In sostanza, l’Italia passerà da un quarto a un terzo di popolazione anziana, segno di grande difficoltà all’interno del nostro Paese. Parallelamente, la spesa pubblica complessiva per pensioni, sanità e long-term care è destinata ad aumentare di circa 2 punti percentuali di PIL, dal 23% al 25%.


Per garantire la sostenibilità dei sistemi previdenziali e promuovere la crescita, l’OCSE indica due strade principali: innalzare l’età pensionabile effettiva e ampliare le opportunità di lavoro per i lavoratori più anziani, cercando al contempo di incentivare le nascite
Tuttavia il problema del crollo della natalità non è semplice da risolvere, sia perché è l’effetto di decenni di smantellamento dello Stato sociale e di politiche individualiste e post storiche, sia perché comunque anche politiche pronataliste, pur necessarie, non possono risolvere la crisi nel breve  periodo. Infatti, anche se le nascite aumentassero oggi, i benefici sul mercato del lavoro si vedrebbero solo tra vent’anni.

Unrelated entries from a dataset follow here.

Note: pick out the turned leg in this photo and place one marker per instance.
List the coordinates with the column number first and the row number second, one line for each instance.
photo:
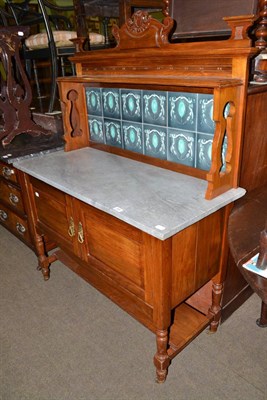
column 161, row 358
column 262, row 321
column 43, row 260
column 215, row 309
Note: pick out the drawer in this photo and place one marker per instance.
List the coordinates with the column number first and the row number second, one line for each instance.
column 16, row 224
column 51, row 209
column 11, row 196
column 8, row 172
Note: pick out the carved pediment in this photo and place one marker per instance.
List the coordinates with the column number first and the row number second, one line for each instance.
column 141, row 30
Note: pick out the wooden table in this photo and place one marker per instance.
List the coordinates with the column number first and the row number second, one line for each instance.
column 144, row 236
column 246, row 222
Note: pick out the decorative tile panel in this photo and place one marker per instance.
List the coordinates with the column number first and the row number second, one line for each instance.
column 113, row 132
column 155, row 141
column 182, row 147
column 176, row 126
column 111, row 103
column 204, row 150
column 131, row 105
column 205, row 114
column 132, row 136
column 182, row 111
column 154, row 107
column 96, row 129
column 93, row 99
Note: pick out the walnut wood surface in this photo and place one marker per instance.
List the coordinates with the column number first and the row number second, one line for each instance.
column 147, row 277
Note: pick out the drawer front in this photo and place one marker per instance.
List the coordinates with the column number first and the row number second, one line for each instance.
column 8, row 172
column 52, row 212
column 115, row 244
column 11, row 196
column 16, row 224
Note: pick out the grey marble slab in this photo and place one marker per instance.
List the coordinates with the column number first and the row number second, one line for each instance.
column 155, row 200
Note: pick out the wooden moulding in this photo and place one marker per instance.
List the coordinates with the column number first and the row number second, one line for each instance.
column 144, row 59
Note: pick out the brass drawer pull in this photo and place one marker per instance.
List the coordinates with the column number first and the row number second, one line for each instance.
column 20, row 228
column 71, row 230
column 3, row 215
column 13, row 199
column 80, row 233
column 7, row 172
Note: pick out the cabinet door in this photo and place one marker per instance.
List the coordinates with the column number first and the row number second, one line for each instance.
column 54, row 214
column 114, row 247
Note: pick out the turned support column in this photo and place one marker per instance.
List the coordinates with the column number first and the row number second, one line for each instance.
column 260, row 73
column 161, row 358
column 161, row 260
column 215, row 309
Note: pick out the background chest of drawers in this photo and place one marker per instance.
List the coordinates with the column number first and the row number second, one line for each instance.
column 13, row 208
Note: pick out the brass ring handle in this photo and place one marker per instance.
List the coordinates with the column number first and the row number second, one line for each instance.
column 13, row 199
column 20, row 228
column 71, row 230
column 80, row 233
column 3, row 215
column 7, row 172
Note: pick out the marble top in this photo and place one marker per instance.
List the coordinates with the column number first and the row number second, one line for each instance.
column 155, row 200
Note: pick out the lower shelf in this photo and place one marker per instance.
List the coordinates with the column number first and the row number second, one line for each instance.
column 188, row 323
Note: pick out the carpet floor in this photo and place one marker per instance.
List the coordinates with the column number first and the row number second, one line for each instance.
column 63, row 340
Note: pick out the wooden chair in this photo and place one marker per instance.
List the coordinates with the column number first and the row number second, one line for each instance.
column 52, row 45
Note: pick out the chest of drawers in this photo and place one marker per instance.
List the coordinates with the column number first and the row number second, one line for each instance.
column 13, row 210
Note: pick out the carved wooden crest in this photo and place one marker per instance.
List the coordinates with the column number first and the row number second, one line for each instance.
column 141, row 30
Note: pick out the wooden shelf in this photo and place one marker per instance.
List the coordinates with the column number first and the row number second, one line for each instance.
column 188, row 323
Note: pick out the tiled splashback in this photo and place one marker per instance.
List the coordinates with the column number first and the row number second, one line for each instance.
column 174, row 126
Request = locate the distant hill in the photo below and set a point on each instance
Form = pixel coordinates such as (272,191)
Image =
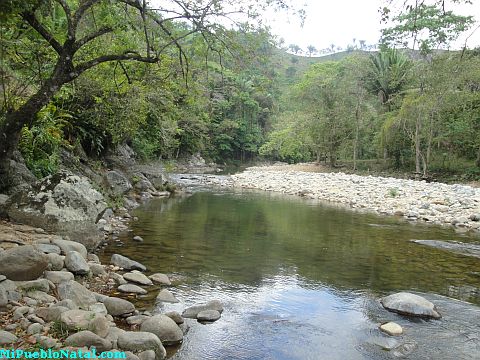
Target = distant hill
(290,68)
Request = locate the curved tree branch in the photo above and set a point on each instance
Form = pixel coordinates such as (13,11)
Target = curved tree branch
(43,31)
(129,55)
(87,38)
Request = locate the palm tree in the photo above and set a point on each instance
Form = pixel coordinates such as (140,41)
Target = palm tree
(311,50)
(388,74)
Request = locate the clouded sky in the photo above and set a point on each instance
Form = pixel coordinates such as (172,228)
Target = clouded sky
(339,21)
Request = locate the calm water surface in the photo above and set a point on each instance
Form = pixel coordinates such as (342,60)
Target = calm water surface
(298,278)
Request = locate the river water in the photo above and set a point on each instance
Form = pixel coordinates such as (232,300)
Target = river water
(300,279)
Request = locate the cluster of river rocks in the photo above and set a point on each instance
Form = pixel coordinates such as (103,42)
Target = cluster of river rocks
(436,203)
(55,294)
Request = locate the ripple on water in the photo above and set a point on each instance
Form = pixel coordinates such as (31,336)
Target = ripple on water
(299,280)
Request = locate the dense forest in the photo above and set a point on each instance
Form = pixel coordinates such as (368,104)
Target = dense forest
(88,75)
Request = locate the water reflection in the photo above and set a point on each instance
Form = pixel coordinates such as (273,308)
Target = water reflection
(298,279)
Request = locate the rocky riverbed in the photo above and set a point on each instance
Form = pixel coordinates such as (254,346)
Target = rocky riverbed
(55,294)
(436,203)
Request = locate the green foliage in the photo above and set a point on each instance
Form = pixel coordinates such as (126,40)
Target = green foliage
(393,192)
(40,144)
(431,26)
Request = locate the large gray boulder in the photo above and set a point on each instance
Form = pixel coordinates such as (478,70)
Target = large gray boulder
(39,284)
(88,339)
(208,315)
(166,296)
(126,263)
(137,277)
(165,328)
(3,205)
(52,313)
(139,341)
(57,277)
(55,261)
(75,263)
(76,292)
(410,304)
(117,182)
(62,203)
(132,289)
(118,307)
(193,311)
(3,297)
(85,320)
(7,338)
(66,246)
(22,263)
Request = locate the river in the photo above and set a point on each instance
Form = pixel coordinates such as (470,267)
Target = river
(299,279)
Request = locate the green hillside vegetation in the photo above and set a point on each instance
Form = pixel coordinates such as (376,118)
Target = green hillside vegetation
(87,76)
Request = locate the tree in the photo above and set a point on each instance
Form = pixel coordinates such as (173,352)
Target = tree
(294,48)
(388,75)
(83,34)
(311,50)
(323,94)
(424,25)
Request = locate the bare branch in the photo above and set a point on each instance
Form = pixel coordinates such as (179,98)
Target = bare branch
(44,32)
(102,31)
(84,6)
(68,15)
(128,55)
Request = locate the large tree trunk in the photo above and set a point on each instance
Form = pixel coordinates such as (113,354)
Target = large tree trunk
(11,129)
(417,148)
(477,162)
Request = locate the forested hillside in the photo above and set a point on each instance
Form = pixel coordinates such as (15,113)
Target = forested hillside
(89,75)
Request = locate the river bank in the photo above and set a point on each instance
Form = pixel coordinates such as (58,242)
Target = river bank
(55,293)
(436,203)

Nel frattempo, invece, l’Italia potrebbe agire su un potenziale ancora inutilizzato: i bassi tassi di occupazione di giovani under 35 e delle donne. Ma per farlo servirebbero investimenti in settori dove il Paese spende poco, ossia conciliazione tra lavoro e famiglia, servizi per l’infanzia, politiche scolastiche e formative contro l’abbandono precoce e politiche del lavoro per l’invecchiamento attivo
In sostanza si tratta di una nuova agenda di welfare, che dovrebbe essere ridisegnato nel medio termine, perché altrimenti é difficile garantire la sostenibilità. 

Il risultato di questa situazione è un sistema iniquo, che chiede agli anziani di lavorare più a lungo, ai giovani di aspettare o emigrare, e allo Stato di spendere sempre di più senza costruire basi solide per il futuro.
La crisi delle pensioni, in Italia, non è solo un problema previdenziale: è la spia di una crisi di modello economico e sociale che continua a rinviare le scelte strutturali, scaricandone il costo sulle generazioni future, motivo per cui bisogna agire adesso e con i fatti, non con le parole.